Abstract

We study the appearance of discrete gap solitons in a nonlinear Schrödinger model with a periodic on-site potential that possesses a gap evacuated of plane-wave solutions in the linear limit. For finite lattices supporting an anti-phase ( q = π / 2 ) gap edge phonon as an anharmonic standing wave in the nonlinear regime, gap solitons are numerically found to emerge via pitchfork bifurcations from the gap edge. Analytically, modulational instabilities between pairs of bifurcation points on this “nonlinear gap boundary” are found in terms of critical gap widths, turning to zero in the infinite-size limit, which are associated with the birth of the localized soliton as well as discrete multisolitons in the gap. Such tunable instabilities can be of relevance in exciting soliton states in modulated arrays of nonlinear optical waveguides or Bose–Einstein condensates in periodic potentials.

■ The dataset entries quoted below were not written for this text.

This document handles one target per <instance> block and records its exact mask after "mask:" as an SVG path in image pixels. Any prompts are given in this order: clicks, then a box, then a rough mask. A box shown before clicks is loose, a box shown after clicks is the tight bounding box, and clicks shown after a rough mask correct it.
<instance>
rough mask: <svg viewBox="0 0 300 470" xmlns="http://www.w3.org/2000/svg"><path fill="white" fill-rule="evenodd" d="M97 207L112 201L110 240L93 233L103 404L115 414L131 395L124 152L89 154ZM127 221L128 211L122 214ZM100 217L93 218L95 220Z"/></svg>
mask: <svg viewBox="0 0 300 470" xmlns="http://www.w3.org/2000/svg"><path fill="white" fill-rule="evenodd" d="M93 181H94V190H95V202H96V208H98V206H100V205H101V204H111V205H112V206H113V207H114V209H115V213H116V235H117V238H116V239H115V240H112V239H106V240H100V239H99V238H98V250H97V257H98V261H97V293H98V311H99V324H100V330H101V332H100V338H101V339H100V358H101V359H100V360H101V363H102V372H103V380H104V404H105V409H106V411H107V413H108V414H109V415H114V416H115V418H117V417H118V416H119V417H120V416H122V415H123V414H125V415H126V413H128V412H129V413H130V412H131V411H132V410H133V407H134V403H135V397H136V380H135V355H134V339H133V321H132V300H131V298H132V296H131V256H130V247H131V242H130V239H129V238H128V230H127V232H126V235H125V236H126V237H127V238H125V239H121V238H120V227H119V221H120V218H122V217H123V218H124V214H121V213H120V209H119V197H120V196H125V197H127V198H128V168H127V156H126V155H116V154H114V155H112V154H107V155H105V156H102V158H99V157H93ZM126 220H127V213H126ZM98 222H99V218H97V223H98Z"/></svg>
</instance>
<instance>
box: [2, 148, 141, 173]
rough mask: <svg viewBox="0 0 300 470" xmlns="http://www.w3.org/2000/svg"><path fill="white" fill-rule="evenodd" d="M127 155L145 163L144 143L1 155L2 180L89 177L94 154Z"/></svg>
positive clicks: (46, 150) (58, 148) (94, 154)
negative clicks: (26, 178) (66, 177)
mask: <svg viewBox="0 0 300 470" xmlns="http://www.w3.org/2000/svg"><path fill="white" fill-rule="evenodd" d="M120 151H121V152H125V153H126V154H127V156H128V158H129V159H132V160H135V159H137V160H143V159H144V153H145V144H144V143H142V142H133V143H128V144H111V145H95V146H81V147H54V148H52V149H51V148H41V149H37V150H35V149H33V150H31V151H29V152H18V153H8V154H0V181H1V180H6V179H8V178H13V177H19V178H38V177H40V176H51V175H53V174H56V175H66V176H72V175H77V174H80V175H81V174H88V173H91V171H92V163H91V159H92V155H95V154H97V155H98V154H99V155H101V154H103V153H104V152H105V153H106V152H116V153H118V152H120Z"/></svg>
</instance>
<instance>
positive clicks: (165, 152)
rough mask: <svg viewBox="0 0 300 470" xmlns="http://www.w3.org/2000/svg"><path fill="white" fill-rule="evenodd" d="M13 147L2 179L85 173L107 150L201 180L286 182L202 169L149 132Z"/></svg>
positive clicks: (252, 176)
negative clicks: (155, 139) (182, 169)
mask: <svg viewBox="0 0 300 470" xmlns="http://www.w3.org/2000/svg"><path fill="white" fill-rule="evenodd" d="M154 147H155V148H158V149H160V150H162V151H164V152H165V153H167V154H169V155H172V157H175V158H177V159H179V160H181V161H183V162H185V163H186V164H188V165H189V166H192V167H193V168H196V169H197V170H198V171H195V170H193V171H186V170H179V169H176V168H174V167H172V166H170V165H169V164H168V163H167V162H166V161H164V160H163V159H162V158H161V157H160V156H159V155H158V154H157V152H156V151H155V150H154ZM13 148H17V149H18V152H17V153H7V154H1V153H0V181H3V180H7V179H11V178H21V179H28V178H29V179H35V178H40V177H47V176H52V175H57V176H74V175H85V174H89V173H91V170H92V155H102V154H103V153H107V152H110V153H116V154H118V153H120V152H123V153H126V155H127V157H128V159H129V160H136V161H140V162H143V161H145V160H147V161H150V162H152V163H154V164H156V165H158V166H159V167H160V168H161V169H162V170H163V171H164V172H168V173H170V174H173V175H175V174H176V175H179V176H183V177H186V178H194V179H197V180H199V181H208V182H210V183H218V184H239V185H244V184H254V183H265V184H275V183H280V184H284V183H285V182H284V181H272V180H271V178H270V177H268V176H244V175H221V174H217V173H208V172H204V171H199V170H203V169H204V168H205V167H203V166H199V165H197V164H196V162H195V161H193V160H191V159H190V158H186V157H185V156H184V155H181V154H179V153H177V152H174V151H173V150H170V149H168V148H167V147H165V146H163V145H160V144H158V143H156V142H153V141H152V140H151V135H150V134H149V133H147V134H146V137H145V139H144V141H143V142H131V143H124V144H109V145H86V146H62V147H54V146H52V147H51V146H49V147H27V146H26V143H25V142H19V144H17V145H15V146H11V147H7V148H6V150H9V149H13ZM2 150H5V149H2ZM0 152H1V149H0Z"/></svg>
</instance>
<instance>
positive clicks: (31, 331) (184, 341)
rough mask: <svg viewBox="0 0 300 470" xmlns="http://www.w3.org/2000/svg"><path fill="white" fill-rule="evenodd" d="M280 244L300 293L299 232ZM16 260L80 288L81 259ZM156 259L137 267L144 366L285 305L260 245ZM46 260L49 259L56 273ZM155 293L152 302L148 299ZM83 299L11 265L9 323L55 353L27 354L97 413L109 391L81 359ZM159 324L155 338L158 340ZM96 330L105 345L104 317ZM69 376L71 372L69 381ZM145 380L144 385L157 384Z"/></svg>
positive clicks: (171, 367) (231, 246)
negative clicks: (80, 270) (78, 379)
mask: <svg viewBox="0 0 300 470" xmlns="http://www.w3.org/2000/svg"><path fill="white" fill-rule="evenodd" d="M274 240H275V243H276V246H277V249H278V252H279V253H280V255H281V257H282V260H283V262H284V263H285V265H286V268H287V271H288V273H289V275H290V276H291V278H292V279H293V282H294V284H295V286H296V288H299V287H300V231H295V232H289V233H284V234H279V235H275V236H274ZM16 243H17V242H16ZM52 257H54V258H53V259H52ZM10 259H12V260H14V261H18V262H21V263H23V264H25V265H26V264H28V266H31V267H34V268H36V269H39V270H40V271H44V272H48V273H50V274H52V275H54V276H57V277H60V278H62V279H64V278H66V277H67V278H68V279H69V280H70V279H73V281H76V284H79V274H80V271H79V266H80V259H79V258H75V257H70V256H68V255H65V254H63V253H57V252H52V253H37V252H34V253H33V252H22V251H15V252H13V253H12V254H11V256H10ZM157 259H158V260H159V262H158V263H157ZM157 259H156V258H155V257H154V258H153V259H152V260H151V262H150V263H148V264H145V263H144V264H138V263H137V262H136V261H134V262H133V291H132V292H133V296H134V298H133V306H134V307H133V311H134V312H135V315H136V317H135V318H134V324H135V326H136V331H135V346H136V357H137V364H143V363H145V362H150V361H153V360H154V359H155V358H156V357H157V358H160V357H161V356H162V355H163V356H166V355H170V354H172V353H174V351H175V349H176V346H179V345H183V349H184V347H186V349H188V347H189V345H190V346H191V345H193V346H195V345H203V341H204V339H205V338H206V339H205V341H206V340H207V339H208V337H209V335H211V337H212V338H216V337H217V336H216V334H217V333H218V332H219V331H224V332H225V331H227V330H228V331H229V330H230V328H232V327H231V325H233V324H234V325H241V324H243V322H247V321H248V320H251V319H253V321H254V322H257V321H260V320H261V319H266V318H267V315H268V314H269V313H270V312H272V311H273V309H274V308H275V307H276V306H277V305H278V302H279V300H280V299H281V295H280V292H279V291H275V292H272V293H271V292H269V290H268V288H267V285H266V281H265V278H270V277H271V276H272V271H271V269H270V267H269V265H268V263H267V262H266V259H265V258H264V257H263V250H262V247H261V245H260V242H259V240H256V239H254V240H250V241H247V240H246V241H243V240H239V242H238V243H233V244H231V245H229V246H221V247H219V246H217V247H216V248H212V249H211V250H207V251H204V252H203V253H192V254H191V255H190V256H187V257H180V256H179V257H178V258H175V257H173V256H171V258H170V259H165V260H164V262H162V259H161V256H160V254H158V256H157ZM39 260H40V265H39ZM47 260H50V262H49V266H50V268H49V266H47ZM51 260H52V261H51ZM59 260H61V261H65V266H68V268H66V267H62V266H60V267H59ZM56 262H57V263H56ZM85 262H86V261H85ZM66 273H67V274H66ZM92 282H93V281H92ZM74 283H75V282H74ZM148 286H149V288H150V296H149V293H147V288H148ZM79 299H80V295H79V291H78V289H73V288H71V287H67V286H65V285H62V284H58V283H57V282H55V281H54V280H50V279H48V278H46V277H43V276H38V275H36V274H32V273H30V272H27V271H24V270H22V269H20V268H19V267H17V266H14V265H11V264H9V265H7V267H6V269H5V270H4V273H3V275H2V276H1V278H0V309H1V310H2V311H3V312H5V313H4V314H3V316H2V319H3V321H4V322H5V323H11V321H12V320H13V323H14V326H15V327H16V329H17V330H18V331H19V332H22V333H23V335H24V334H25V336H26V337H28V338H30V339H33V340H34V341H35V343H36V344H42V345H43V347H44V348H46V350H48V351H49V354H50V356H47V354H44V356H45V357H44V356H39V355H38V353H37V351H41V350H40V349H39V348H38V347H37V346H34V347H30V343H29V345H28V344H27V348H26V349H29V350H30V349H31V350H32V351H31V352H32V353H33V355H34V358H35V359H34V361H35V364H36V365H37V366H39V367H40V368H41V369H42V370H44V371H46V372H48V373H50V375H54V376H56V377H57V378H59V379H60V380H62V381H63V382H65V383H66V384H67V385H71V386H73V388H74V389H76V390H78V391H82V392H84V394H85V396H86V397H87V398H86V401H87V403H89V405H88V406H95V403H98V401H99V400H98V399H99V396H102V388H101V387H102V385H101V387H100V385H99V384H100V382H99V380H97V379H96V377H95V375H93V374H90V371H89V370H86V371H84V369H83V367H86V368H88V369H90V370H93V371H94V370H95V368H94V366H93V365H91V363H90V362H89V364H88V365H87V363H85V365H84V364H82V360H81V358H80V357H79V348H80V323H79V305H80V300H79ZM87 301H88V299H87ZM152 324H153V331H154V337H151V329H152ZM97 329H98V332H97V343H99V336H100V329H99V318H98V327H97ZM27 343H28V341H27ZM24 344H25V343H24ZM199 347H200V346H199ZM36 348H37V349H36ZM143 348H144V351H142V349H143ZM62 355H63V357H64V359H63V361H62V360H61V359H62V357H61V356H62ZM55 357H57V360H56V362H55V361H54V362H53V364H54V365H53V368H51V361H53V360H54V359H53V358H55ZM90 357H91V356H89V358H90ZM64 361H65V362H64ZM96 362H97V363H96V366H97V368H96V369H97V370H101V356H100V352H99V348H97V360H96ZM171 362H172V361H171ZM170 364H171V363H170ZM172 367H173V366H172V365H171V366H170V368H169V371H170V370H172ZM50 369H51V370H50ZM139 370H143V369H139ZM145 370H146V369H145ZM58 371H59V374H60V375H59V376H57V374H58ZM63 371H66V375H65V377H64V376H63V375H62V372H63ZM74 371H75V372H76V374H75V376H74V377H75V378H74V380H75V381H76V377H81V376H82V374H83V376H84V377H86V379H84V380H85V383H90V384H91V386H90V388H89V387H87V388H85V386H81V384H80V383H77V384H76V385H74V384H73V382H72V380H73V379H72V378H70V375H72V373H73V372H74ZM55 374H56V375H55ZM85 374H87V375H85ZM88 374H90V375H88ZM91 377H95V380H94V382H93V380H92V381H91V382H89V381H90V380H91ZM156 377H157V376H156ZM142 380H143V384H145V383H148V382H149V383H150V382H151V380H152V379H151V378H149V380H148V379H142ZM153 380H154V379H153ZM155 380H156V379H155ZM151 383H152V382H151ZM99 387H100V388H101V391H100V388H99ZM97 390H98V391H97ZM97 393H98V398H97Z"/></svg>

For lattices whose gap edge phonon only asymptotically approaches the anti-phase solution, the nonlinear gap boundary splits in a bifurcation scenario leading to the birth of the discrete gap soliton as a continuable orbit to the gap edge in the linear limit. The instability-induced dynamics of the localized soliton in the gap regime is found to thermalize according to the Gibbsian equilibrium distribution, while the spontaneous formation of persisting intrinsically localized modes (discrete breathers) from the extended out-gap soliton reveals a phase transition of the solution.